Дедушка повернул к главной улице, на углу посреди дороги стоял мужчина и раскуривал трубку.

— Прошу прощения! — крикнул дедушка, и мужчина испуганно отскочил. Мы с братом обернулись и увидели, что он смеется: скорее всего, он смеялся над Красоткой, у которой на голове торчала соломенная шляпа с прорезями для ушей. В жаркие дни дедушка вечно надевал Красотке эту шляпу, чтобы ее не хватил солнечный удар.

И пока мы ехали по главной улице, дедушка то и дело выкрикивал: «Прошу прощения!», предостерегая тех, кто переходил улицу, хотя никто из них вроде бы не собирался бросаться под колеса. Нас провожало столько смеющихся лиц, что, пока мы добрались до другого конца города, нам с братом стало как-то не по себе.

Эту часть города мы знали не очень хорошо, дома здесь были поменьше и теснее жались друг к другу; правда, дедушка остановился возле большого дома с лужайкой и садом. Дедушка протянул нам завернутые в бумагу бусы и велел подойти к двери, постучать и спросить мистера Дойла, а когда мистер Дойл выйдет, сказать, что эту вещь мы нашли на дороге, отдать сверток и сразу вернуться к коляске.

Мы двинулись по дорожке — она вилась меж деревьев и вскоре скрыла нас из виду,— а когда постучали в дверь, нам отворила толстая женщина с красным лицом.

— Скажите, мистер Дойл дома? — спросил брат.

— Мистер Дойл? — переспросила женщина и так посмотрела на нас, что нам стало страшно.— Вы хотите сказать, его высокопреподобие декан Дойл? — От этих ее слов нам стало еще страшнее. Я взглянул на брата, брат — на меня. Мы оба онемели.

И вдруг позади толстухи кто-то произнес:

— В чем дело, мальчики?

Толстуха отступила, и на ее месте появился седовласый старик, одетый как священник.

Брат протянул ему сверток, а я вдруг с изумлением услышал свой голос:

— Мы их нашли.

— Ты нашел их? — спросил старик и, разворачивая сверток, посмотрел на меня.

— Это я их нашел,— сказал брат, и старик посмотрел на него.

— Мы оба нашли их,— сказал я.

— Так все-таки, вы оба нашли их? — переспросил старик, рассмеялся и положил бусы в карман.

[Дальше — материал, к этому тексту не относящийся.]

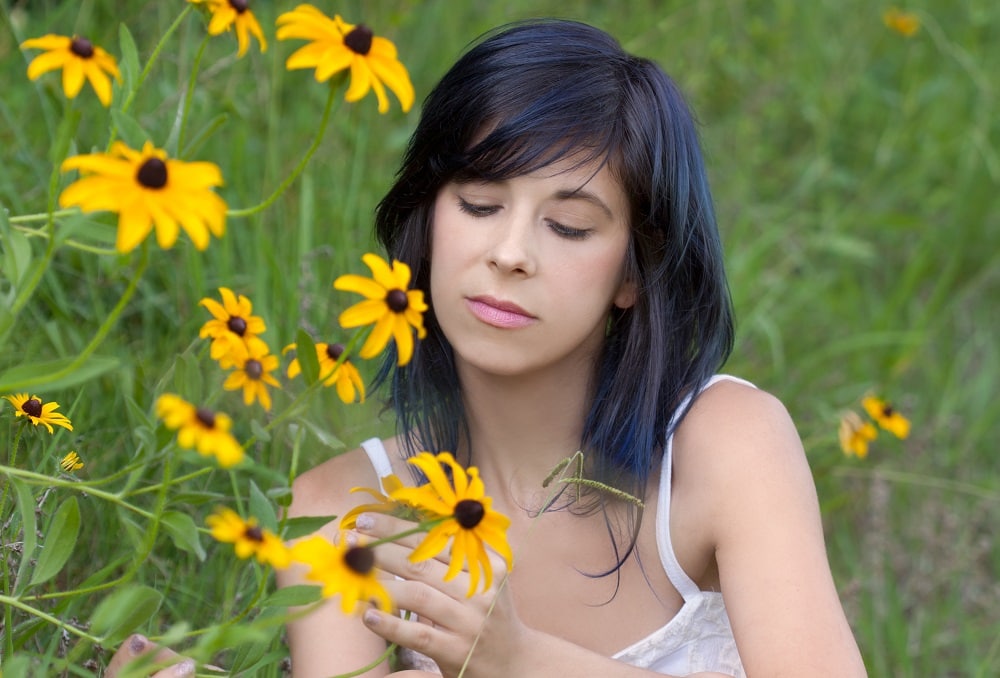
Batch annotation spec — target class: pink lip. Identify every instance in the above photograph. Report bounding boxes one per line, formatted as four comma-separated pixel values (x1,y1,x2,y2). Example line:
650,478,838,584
466,297,537,329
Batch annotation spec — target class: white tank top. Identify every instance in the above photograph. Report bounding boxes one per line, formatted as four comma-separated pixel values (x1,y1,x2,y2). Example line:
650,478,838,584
361,374,752,678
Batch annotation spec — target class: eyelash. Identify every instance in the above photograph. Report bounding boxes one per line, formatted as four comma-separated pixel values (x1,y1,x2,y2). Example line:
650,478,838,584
458,198,590,240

— Мальчики, хотите лимонаду? — предложил он и велел толстухе принести лимонаду, а потом прислонился к дверному косяку и спросил, как нас зовут. Да, что и говорить, старик был очень симпатичный, и скоро мы разговорились.

Брат сказал, что на день рождения ему, наверное, подарят велосипед, а я тут же вставил, что он обещал дать мне покататься. Это было не совсем так, но я надеялся, что мои слова не пропадут даром.

Потом толстуха принесла лимонад, с соломинкой в каждом стакане, и, допив лимонад, я спросил: «Можно мне взять соломинку?» Мой брат — он уже отдал свой стакан — сказал, что это неприлично, но старик дал соломинку и ему. Потом попрощался с нами: «До свидания, мальчики», и мы, только тут вспомнив дедушкино напутствие, опрометью бросились по дорожке.

Но за первым же поворотом мы замерли как вкопанные. По дорожке шел дедушка с искаженным до неузнаваемости лицом. В руке он сжимал хлыст.

Попытка объяснить

Ранние воспоминания детства связаны у меня с той порой, когда мы жили вдвоем с мамой в старом убогом домишке на главной улице нашего города. Комната у нас была небольшая, и мебели в ней стояло немного. Две кровати, стол и газовая плита да еще мамина швейная машина — вот почти и все. А в окне с улицы висело написанное на картоне объявление:

ПРИНИМАЮТСЯ ЗАКАЗЫ НА МУЖСКИЕ СОРОЧКИ,

А ТАКЖЕ НА БРЮКИ И РУБАШКИ ДЛЯ МАЛЬЧИКОВ

Мне казалось, что у мамы полно заказов, она шила весь день-деньской, но если у нас в доме кроме молока и хлеба было еще что-нибудь, то к вечеру она отрывалась от шитья, и тогда я помогал ей готовить обед. Мы вместе мыли посуду, потом я читал молитву и ложился спать, а мама опять садилась за шитье. Долго ли она еще работала, не знаю, ведь стук машинки никогда не мешал мне уснуть.